The university has been marked over time by numerous internal conflicts between the founders and the university management. Specifically, since 2005, the founders have been blocked from making any further decisions and have been stripped of the unit's stamp. All this culminated in the decision of the Ministry of Education in 2018 to liquidate all university study programs and transfer existing students to other universities. At the same time, the Ministry of Education found that the university did not have a statutory management and a proper university charter. Also, the university was not allowed to organize an admission session at any of the four faculties.
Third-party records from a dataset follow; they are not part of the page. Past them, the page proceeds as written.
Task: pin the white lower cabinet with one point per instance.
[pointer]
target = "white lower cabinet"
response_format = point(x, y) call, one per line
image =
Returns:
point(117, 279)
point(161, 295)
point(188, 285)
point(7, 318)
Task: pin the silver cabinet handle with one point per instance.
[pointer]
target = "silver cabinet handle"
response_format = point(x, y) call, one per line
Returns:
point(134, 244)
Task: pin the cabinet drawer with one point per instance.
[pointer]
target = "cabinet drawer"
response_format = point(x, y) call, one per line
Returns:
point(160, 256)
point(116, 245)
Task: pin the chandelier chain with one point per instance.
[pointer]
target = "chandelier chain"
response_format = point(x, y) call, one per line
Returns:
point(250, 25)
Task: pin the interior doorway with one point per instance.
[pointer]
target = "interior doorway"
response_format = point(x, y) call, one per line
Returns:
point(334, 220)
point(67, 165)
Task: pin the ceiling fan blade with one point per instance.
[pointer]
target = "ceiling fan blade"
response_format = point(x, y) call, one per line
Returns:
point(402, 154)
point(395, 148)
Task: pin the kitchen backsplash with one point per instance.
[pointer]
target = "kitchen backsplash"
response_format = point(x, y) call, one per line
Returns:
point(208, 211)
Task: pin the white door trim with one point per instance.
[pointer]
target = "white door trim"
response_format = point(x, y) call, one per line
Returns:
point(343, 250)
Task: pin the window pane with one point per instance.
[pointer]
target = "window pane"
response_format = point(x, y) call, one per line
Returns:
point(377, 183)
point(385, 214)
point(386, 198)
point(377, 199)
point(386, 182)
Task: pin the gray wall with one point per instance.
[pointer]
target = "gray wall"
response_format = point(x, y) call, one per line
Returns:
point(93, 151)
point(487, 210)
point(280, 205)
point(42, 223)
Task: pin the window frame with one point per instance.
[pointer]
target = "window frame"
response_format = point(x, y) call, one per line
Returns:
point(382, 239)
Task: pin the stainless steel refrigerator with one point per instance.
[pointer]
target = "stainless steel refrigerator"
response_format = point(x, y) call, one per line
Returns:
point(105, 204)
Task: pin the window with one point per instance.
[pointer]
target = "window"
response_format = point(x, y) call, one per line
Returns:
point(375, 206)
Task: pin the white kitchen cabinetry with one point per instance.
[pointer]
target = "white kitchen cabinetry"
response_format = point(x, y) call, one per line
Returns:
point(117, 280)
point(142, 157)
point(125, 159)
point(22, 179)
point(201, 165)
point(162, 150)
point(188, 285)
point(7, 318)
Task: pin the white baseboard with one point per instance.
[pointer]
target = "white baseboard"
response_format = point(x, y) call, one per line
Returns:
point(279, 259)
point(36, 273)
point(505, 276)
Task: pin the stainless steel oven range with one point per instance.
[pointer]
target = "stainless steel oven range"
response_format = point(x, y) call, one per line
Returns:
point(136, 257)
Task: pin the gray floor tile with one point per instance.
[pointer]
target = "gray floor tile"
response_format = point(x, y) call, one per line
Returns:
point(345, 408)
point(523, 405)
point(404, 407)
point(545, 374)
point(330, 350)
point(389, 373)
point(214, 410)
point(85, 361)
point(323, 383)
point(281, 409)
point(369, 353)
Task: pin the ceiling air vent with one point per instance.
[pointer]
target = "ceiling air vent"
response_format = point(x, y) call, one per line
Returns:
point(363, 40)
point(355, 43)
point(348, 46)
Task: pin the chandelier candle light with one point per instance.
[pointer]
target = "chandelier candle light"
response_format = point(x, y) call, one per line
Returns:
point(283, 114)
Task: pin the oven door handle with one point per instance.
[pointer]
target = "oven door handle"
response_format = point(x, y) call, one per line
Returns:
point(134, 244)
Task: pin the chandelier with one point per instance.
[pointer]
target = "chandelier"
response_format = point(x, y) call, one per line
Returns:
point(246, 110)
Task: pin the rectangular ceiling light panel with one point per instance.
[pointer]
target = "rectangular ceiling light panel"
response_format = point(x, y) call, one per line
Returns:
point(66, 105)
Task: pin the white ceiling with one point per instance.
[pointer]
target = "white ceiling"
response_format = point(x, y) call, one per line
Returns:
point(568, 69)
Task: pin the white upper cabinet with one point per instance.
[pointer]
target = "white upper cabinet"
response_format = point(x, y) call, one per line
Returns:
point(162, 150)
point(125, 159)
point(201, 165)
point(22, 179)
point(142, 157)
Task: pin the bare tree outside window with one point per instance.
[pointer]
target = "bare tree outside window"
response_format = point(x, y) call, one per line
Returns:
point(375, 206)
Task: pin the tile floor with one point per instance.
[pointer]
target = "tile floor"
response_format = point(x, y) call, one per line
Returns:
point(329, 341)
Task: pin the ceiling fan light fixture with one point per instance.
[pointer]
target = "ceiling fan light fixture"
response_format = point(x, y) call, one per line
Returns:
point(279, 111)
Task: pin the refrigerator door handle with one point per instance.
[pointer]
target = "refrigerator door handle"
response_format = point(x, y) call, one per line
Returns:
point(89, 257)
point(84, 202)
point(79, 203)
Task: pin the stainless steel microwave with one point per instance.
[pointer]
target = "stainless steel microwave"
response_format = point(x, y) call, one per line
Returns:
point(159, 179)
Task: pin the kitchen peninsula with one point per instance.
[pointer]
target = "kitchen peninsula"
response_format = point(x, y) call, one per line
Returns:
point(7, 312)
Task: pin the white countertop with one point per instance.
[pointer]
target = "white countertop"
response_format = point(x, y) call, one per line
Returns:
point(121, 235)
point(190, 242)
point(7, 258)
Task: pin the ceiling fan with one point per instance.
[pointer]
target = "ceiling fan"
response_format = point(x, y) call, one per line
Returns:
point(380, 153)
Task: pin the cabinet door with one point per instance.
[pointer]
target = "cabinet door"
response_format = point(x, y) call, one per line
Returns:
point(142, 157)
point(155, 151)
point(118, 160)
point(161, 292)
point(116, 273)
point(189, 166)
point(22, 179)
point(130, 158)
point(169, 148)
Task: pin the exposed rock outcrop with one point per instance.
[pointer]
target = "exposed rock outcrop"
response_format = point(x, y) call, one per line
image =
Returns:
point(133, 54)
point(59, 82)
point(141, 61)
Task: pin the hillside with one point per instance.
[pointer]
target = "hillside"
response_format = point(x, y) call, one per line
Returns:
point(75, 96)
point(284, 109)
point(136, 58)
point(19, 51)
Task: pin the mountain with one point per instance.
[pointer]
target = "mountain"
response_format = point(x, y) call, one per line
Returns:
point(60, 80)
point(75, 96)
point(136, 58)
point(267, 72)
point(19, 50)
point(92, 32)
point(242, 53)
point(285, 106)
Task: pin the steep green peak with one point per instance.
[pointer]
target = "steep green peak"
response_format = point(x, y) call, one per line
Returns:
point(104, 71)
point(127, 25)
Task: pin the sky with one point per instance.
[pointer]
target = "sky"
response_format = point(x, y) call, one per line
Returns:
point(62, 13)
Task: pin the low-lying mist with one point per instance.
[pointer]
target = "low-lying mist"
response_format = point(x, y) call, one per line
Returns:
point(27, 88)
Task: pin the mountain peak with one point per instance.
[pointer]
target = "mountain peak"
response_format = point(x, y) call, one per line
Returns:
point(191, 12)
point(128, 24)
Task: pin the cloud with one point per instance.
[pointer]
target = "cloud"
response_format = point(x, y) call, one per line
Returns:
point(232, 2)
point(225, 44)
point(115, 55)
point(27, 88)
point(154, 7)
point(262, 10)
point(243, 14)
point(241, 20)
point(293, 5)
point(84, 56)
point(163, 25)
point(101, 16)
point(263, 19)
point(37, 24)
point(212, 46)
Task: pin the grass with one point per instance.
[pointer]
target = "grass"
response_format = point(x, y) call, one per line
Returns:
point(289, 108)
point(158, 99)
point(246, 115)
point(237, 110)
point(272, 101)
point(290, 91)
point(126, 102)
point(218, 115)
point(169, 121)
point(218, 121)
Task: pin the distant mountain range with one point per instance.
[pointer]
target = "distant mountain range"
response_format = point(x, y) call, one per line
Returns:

However, after the sacking of the university management by court decision in November of the same year, the Ministry of Education allowed Tibiscus University to draw up a new university charter and hold general elections for the Senate and rector.

== Faculties ==
The university has four faculties, each with its own infrastructure.

| Faculty | Established | Bachelor's degree programs | Master's degree programs |
|---|---|---|---|
| Computers and Applied Computer Science fcia.tibiscus.ro | 2000 | 1 Computer science ; | 2 Distributed systems administration ; Web design ; |
| Economics fse.tibiscus.ro |  | 1 Accounting and management information systems ; | 1 Audit and evaluation of the enterprise ; |
| Law and Public Administration fdap.tibiscus.ro | 1991 | 1 Law ; | 1 Institutions of European law ; |
| Psychology fp.tibiscus.ro | 2002 | 1 Psychology ; | 1 Psychotherapies and clinical psychology ; |

Over time, the university has had four other faculties:
- Design (closed in 2012);
- Journalism, Communication and Modern Languages (closed in 2012);
- Music (closed in 2010);
- Physical Education and Sports (closed in 2010).
== Infrastructure ==
Tibiscus University operates in three buildings: the rectory building (R building), B building and C building, the latter two for educational activities. The university has six lecture rooms, 13 seminar rooms, 10 laboratories and two library rooms. Although each faculty has a research center, the university does not have its own dormitories and canteen. The library of the university was founded in 1992. The library operates in its own space in the B building, in 10 rooms out of which five are designed for book depository. As of 2009, the library's bookstock consists of 75,529 publications.